В эпоху позднего сталинизма, когда Россия сделалась родиной слонов, а также всех важнейших достижений науки и техники, утвердилась жесткая схема: отечественная физиология создана великим ученым-материалистом Иваном Михайловичем Сеченовым, академик Павлов – великий продолжатель Сеченова. Это стало такой же непреложной истиной, как то, что Сталин – продолжатель дела Ленина. Любое отклонение от этой схемы представлялось низкопоклонством перед буржуазной наукой. К 1970-м годам догмы сталинизма, казалось бы, были давно похоронены, но многие из тех, кто их насаждал, были живы, влиятельны и не собирались уступать своих позиций. С рудиментами этих догм то и дело приходилось сталкиваться. Видны они и в книге «Человек науки». Чего стоит хотя бы такая сентенция из редакционного предисловия:

«Полемика, ведущаяся <…> в капиталистических странах, отражает антагонистический характер противоречий между достижениями современной научно-технической революции и социальными условиями, препятствующими развитию сущностных сил целостной человеческой личности, возможностей ее познания и самопознания»[23].

Полная бессмыслица, но какова аранжировка! Чтобы нельзя было заподозрить редактора в том, что ему недостает классового подхода к загнивающему капитализму, который вот-вот должен рухнуть под тяжестью своих антагонистических противоречий!

После доклада Меркулова был объявлен перерыв. Захлопали кресла, притомившаяся публика потянулась из зала, но сам докладчик остался сидеть на своем месте в первом ряду: видать, не просто было ему подняться и ковылять на костылях. Я подошел к нему и представился. Он отозвался с каким-то удивительным радушием, усадил меня рядом с собой, и у нас завязался оживленный разговор, словно мы были добрыми знакомыми много лет. Я иронично отозвался о реплике Миленушкина. В выразительных глазах Василия Лаврентьевича, забегали веселые искорки. Громко, на весь еще не совсем опустевший зал, он сказал:

– Юрий?! Да он же сталинист!

3.

В нашей переписке с Василием Лаврентьевичем Ю. И. Миленушкин упоминается многократно. Они были знакомы аж с 1926 года: вместе учились в ЛГУ. Как сообщал мне Василий Лаврентьевич, Миленушкин еще студентом начал печататься, а в годы войны работал в редакционном бюро научных радиопередач при ВОКС (Всесоюзном обществе культурных связей с заграницей). Он готовил радиопрограммы о достижениях советской науки, которые шли на зарубежные страны. «Тут он познакомился с большими тузами науки и искусства!», писал мне Меркулов, и эта работа, по его словам, сильно испортила Миленушкина: «окунула [его] в пучину страстей», «связанных с погоней за популярностью»[24].

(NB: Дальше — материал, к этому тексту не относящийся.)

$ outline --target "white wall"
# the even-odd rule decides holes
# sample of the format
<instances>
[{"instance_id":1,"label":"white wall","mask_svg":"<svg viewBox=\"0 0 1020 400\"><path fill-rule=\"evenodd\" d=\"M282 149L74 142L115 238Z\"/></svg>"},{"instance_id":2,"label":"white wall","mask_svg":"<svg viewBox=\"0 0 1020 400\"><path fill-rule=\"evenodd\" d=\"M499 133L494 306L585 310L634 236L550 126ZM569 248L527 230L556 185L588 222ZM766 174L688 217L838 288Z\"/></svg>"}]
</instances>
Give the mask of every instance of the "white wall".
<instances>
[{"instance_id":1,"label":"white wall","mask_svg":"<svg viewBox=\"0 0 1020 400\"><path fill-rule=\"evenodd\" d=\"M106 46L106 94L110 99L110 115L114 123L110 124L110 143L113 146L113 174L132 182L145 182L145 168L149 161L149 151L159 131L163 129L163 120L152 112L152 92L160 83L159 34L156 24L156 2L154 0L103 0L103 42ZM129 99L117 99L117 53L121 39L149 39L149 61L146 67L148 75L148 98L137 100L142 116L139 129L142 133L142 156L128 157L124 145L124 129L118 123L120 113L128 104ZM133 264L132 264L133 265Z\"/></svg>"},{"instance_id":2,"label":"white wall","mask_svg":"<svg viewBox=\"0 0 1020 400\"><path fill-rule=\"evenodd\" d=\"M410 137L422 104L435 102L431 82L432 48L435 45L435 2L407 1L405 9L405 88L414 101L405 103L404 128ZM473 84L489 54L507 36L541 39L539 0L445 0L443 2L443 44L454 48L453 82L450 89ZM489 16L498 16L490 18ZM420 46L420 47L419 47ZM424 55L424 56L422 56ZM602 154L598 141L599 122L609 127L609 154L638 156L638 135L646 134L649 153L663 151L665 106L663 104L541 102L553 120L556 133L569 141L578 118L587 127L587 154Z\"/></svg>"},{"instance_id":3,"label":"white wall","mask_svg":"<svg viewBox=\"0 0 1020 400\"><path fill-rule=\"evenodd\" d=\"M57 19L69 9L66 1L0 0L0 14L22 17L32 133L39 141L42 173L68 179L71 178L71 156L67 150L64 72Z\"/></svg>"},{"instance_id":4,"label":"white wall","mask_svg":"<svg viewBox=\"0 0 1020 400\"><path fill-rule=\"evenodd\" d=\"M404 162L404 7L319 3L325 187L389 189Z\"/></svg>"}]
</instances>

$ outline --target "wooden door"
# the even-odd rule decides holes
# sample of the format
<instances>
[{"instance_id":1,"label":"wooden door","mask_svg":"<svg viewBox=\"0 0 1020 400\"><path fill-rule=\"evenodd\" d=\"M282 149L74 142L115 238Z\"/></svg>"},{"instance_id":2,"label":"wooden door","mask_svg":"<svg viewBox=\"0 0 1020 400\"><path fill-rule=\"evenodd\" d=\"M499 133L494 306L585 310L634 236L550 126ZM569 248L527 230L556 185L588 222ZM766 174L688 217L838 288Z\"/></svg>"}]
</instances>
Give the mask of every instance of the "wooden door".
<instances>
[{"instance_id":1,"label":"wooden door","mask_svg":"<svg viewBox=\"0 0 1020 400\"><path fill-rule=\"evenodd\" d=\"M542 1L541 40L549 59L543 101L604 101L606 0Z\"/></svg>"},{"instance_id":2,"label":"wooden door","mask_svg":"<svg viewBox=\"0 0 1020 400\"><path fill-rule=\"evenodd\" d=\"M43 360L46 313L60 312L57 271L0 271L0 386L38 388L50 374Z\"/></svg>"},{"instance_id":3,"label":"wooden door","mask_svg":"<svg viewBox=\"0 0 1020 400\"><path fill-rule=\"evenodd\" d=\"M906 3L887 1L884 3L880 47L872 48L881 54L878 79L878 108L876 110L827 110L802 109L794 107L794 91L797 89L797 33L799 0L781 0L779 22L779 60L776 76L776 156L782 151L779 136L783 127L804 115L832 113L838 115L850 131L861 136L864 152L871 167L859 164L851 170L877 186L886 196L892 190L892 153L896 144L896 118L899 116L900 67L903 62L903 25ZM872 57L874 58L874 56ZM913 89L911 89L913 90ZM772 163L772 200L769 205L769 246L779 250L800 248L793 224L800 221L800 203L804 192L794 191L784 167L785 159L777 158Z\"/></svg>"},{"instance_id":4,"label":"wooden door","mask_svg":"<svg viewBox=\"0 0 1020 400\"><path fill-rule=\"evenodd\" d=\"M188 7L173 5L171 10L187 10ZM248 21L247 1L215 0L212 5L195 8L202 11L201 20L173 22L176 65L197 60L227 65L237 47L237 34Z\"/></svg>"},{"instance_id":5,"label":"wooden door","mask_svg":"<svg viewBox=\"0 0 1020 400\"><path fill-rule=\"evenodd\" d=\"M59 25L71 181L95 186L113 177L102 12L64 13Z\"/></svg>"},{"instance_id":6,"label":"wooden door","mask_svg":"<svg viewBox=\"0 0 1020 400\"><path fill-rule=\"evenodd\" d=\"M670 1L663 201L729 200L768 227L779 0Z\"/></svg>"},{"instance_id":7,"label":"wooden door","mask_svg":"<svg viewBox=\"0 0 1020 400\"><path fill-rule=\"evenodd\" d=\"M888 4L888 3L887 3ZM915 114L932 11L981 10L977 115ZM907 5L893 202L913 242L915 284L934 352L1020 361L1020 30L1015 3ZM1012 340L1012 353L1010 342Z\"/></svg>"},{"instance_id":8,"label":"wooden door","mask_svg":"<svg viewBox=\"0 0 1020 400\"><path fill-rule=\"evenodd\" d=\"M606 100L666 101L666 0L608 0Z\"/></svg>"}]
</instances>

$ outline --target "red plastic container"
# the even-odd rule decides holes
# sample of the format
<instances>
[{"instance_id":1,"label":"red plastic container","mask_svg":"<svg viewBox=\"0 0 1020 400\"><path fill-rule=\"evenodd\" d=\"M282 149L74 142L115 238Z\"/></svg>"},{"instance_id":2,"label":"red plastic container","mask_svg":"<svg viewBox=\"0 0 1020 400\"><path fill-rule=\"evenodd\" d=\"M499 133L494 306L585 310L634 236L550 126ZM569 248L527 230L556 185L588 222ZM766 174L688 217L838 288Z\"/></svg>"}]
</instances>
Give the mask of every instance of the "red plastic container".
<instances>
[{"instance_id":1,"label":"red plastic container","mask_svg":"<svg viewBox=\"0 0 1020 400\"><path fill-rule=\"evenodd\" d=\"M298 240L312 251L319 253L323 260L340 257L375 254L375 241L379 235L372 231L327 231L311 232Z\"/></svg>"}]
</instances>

Когда вышла моя книга о Мечникове, я подарил ее Миленушкину. А через некоторое время почта принесла подписанное им письмо на официальном бланке Общества историков медицины, в котором он возглавлял секцию микробиологии. В письме сообщалось, что очередное заседание секции посвящается обсуждению моей книги.

Как это было понять?

Публичное обсуждение книги – для автора всегда событие. Тем более в обществе знатоков, за плечами каждого много печатных работ, защищенных диссертаций, научных докладов в той самой области, в которую я дерзнул вторгнуться. Они могут дать книге зеленый свет, а могут вынести смертный приговор. Что день грядущий мне готовит? Уж не собирается ли Юрий Иванович учинить экзекуцию?!

Специалисты всегда ревниво относятся к вторжениям со стороны, а в данном случае повод для недовольства был особенно ясным, можно сказать, вызывающим. В центре моего повествования не научные заслуги Мечникова в микробиологии (хотя, по моему мнению, о них рассказано достаточно подробно), а его философские, мировоззренческие искания. Сюжет выстроен не по шаблону: родился, учился, женился, защитился – он концентрируется вокруг одного дня жизни Мечникова, 30 мая 1909 года, когда он приехал в Ясную Поляну, к Льву Николаевичу Толстому, носителю противоположного мировоззрения. Столкновение двух противостоящих философий – таков был стержень повествования. Я полагал, что это могло сильно не понравиться спецам по истории микробиологии.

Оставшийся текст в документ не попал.